Así lo afirma Enrique Graue Wiechers, rector de la UNAM, quien destaca los logros del Ibt en una era donde la creación de vacunas y tratamientos es necesario para el desarrollo del país, así como el bienestar de la población.

“En los últimos 15 años la biotecnología ha tenido tasas anuales de crecimiento de casi 10% y se estima que, en el caso de medicamentos, alcance un crecimiento de 32% en 2024”, estima.

Investigar para innovar

El rector de la máxima casa de estudios del país asegura que se debe de construir una soberanía científica y tecnológica nacional, la cual tenga el eje rector de investigar para innovar.
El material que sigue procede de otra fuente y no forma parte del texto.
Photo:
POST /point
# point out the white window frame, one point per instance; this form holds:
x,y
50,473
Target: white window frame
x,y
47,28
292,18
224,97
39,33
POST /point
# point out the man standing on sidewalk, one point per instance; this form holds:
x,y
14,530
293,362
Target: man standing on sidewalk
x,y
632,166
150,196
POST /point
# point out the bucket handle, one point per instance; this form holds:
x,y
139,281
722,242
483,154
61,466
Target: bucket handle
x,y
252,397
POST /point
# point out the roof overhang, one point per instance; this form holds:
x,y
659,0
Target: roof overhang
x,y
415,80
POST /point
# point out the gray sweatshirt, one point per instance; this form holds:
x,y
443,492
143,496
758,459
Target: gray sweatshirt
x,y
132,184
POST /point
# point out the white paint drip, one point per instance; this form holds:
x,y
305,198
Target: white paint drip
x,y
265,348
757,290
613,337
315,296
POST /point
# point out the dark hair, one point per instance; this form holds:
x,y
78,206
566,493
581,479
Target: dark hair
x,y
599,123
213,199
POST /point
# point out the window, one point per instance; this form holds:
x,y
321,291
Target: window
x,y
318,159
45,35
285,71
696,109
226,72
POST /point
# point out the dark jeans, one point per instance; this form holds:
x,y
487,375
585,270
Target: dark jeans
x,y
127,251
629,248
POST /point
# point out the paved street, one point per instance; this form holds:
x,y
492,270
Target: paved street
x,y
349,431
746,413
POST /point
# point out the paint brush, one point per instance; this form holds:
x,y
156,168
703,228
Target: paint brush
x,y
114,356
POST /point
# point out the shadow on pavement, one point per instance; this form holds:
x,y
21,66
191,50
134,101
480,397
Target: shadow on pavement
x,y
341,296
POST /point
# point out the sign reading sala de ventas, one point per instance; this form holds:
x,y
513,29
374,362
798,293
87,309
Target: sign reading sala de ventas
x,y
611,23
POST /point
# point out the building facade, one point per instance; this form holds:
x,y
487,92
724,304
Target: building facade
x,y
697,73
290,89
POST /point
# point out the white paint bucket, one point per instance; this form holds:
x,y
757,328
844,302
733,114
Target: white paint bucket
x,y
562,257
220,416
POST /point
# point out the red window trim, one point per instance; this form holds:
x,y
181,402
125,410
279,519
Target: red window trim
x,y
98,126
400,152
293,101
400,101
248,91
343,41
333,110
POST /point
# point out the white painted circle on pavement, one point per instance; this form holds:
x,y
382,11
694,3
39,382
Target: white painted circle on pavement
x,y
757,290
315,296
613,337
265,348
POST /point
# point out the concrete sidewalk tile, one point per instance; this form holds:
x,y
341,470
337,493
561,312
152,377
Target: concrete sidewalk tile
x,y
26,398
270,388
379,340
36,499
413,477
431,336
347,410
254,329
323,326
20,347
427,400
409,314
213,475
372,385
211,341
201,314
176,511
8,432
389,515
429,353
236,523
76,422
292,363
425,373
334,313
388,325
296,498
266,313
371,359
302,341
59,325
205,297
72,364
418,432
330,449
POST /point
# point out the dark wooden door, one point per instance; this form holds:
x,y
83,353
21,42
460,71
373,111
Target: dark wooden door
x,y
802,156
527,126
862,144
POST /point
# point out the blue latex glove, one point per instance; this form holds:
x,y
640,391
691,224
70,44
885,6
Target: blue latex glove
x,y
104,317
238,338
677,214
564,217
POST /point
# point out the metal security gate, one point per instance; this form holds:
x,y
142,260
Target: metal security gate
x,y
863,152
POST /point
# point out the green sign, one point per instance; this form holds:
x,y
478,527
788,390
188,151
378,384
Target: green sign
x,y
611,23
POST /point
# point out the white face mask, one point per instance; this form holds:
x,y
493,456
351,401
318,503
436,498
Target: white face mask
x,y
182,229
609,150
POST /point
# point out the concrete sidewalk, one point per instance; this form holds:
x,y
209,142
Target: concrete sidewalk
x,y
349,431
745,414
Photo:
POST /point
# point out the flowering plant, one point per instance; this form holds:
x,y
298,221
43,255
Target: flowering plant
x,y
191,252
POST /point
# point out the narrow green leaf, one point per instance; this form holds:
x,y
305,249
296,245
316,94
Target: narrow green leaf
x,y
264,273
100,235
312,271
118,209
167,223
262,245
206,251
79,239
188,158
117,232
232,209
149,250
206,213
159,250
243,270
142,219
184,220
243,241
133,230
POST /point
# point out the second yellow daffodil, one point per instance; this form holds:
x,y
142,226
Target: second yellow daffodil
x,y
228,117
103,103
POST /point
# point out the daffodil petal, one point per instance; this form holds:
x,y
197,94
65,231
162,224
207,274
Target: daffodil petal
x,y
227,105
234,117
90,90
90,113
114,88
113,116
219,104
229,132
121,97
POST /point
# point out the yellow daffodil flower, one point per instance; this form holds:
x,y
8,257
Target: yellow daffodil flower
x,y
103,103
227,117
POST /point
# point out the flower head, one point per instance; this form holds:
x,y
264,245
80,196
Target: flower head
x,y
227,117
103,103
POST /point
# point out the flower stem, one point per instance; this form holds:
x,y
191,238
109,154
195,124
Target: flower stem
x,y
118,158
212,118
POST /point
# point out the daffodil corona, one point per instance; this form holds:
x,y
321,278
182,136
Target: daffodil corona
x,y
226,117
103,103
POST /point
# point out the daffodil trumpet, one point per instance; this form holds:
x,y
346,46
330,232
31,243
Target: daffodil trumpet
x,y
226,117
Para lograrlo, añade, se debe de estar conscientes de la biotecnología y sus múltiples potenciales aplicaciones en salud, alimentación, medio ambiente, energía, vacunas, además de otros campos.
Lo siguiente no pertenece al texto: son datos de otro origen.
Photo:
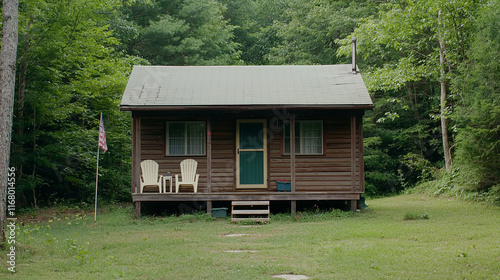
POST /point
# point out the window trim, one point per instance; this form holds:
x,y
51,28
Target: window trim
x,y
300,137
167,138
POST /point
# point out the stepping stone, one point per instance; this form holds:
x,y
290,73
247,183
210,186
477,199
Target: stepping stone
x,y
234,235
291,277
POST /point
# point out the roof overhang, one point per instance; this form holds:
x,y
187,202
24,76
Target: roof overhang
x,y
171,88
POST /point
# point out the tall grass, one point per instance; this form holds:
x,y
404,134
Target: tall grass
x,y
458,240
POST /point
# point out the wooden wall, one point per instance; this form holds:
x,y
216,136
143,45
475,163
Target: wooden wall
x,y
329,172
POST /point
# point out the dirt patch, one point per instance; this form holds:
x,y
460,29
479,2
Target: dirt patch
x,y
234,235
291,277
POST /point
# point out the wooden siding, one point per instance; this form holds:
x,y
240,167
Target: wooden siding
x,y
328,172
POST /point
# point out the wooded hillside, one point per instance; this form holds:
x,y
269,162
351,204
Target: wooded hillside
x,y
432,68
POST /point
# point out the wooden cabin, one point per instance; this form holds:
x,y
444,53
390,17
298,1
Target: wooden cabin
x,y
240,122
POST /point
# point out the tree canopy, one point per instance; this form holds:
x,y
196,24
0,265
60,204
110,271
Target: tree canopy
x,y
74,58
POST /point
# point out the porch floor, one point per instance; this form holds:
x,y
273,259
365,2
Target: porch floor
x,y
245,196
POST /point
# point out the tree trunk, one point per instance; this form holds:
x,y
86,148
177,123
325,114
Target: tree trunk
x,y
444,120
7,84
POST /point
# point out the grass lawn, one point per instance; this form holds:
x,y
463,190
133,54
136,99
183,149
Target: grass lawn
x,y
403,237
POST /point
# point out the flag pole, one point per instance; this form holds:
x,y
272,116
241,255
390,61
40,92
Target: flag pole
x,y
101,144
97,170
96,180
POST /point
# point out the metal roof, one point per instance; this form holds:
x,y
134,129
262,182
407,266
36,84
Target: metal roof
x,y
164,87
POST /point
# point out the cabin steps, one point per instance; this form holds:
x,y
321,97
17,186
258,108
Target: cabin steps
x,y
256,210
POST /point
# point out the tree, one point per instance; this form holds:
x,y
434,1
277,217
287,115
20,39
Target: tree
x,y
478,116
415,48
179,32
7,80
69,72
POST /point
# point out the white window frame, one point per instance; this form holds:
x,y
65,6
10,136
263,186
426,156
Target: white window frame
x,y
186,138
301,137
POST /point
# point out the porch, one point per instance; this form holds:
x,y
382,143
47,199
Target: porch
x,y
209,198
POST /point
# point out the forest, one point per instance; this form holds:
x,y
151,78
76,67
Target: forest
x,y
432,68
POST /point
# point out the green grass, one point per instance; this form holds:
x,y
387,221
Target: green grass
x,y
457,240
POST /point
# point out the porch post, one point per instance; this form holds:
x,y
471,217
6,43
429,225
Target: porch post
x,y
136,160
353,153
136,153
353,160
361,156
292,162
209,163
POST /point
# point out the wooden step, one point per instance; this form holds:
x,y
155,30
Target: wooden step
x,y
257,211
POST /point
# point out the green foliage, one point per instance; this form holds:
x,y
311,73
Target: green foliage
x,y
478,146
69,72
309,30
180,32
74,58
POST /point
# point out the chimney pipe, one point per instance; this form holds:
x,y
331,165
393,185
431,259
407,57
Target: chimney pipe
x,y
354,68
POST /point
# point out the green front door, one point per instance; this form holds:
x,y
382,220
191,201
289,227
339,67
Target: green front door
x,y
251,154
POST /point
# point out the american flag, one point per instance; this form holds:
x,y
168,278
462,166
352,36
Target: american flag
x,y
102,137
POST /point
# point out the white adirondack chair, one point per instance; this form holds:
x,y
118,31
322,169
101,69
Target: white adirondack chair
x,y
188,173
150,175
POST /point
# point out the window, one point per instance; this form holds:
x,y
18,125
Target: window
x,y
185,138
308,138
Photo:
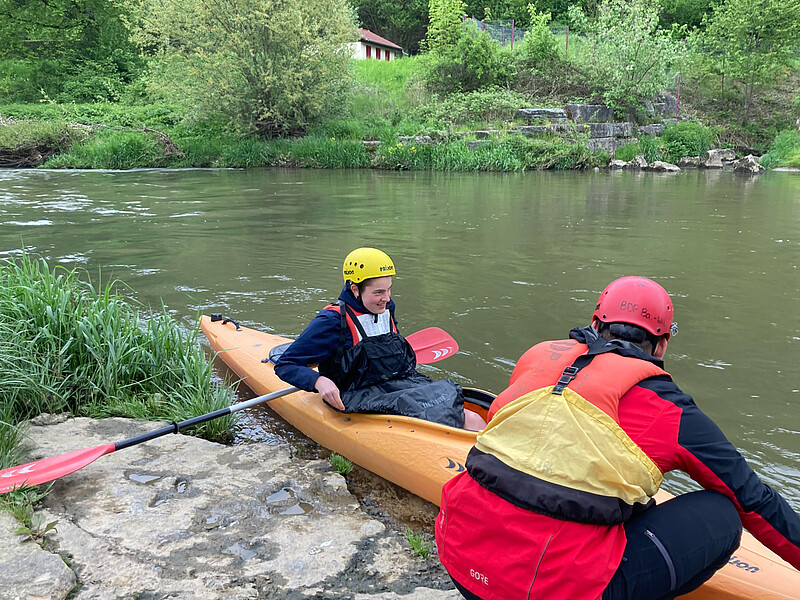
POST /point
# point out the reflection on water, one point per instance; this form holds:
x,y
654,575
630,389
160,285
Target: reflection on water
x,y
500,261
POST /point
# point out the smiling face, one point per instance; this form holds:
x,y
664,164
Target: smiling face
x,y
375,293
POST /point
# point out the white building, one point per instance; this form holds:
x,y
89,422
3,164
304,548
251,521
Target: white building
x,y
374,46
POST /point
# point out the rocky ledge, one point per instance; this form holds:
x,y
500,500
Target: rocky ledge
x,y
181,517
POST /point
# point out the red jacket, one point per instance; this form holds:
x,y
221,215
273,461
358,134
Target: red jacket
x,y
498,550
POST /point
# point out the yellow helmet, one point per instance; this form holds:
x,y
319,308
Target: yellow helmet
x,y
366,263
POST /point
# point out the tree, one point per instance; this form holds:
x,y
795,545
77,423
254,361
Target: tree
x,y
750,42
273,64
70,49
632,59
446,23
402,21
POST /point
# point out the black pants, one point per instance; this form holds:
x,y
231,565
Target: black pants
x,y
673,548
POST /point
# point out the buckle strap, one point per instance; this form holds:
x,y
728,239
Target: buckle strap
x,y
567,375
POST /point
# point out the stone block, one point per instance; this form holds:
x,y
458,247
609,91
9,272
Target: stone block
x,y
475,144
541,114
585,113
602,130
748,164
662,167
655,130
534,130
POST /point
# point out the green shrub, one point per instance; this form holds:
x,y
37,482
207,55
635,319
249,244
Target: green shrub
x,y
475,61
57,136
419,545
70,347
490,105
785,151
685,139
340,464
113,149
539,48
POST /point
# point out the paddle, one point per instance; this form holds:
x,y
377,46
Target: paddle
x,y
431,344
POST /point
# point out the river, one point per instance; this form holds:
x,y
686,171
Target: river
x,y
500,261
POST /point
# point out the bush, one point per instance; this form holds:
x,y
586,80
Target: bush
x,y
475,61
271,66
66,346
112,149
491,105
685,139
652,148
785,151
632,58
539,48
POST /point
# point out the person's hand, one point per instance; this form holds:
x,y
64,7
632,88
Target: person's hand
x,y
329,392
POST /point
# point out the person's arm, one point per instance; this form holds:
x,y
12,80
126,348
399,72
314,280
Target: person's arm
x,y
703,451
317,343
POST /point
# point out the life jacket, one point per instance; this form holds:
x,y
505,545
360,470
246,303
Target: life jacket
x,y
529,519
554,445
377,356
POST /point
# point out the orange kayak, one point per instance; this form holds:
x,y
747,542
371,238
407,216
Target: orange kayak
x,y
421,456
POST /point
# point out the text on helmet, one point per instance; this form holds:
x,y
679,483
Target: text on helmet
x,y
633,307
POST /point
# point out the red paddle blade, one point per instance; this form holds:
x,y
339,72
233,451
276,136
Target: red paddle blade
x,y
432,344
52,468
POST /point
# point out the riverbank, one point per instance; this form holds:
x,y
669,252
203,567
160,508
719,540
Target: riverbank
x,y
182,517
519,144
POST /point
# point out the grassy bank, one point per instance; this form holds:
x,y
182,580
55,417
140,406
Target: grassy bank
x,y
67,345
389,103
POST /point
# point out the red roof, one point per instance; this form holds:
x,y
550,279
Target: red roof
x,y
374,38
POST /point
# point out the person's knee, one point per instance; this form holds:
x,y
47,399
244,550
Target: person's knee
x,y
724,517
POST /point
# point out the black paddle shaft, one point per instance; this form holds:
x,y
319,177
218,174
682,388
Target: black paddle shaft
x,y
177,427
173,428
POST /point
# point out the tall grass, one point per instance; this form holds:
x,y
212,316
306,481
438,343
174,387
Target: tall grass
x,y
513,153
785,151
70,346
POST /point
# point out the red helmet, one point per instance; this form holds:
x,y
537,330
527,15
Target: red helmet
x,y
638,301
“La biotecnología es una magnífica punta de lanza para lograr un mundo sostenible y la prosperidad nacional”, opina.

Alcances en cuatro décadas de investigación

Los graduados del IBt durante sus 40 años de operación superan los dos mil estudiantes; además de que están publicados aproximadamente tres mil 500 artículos científicos internacionales.

Gracias a su labor, se transfieren 34 desarrollos tecnológicos y se sometieron a consideración más de 250 patentes, de las cuales casi 50% fueron concedidas.

El rector asevera que el IBt es muestra patente del compromiso de la Universidad con la nación en la búsqueda de trasladar la ciencia básica a aplicaciones concretas que beneficien a la sociedad.

Por ejemplo, durante la pandemia, se desarrollaron iniciativas para crear vacunas o inmunoterapias.

El coordinador de la Investigación Científica, William Lee Alardín, refiere que Biotecnología comenzó en el contexto de la descentralización de la Universidad Nacional, principalmente a través del sector de la investigación, y se replicó en diferentes entidades federativas.

Su misión, agrega, es la de desarrollar desde la ciencia básica hasta las aplicaciones y la transferencia tecnológica.

Asimismo, recalca que hay que considerar a la biotecnología como un elemento indispensable para la sustentabilidad; ya que varios de los problemas que enfrentamos hoy son posibilitados por descubrimientos científicos y tecnológicos.

Sus inicios

La directora del IBt, Laura Alicia Palomares, recuerda que el 20 de abril de 1982 se publicó en Gaceta UNAM el acuerdo del rector mediante el que se fundó el entonces Centro de Investigación sobre Ingeniería Genética y Biotecnología.

El investigador emérito, fundador y exdirector del IBt, Francisco Bolívar Zapata, recuerda el papel del entonces rector Guillermo Soberón para la creación de esta instancia universitaria.

Refiere que el Centro se constituyó en Instituto en septiembre de 1991, luego de la aprobación del Consejo Universitario, debido a sus importantes contribuciones.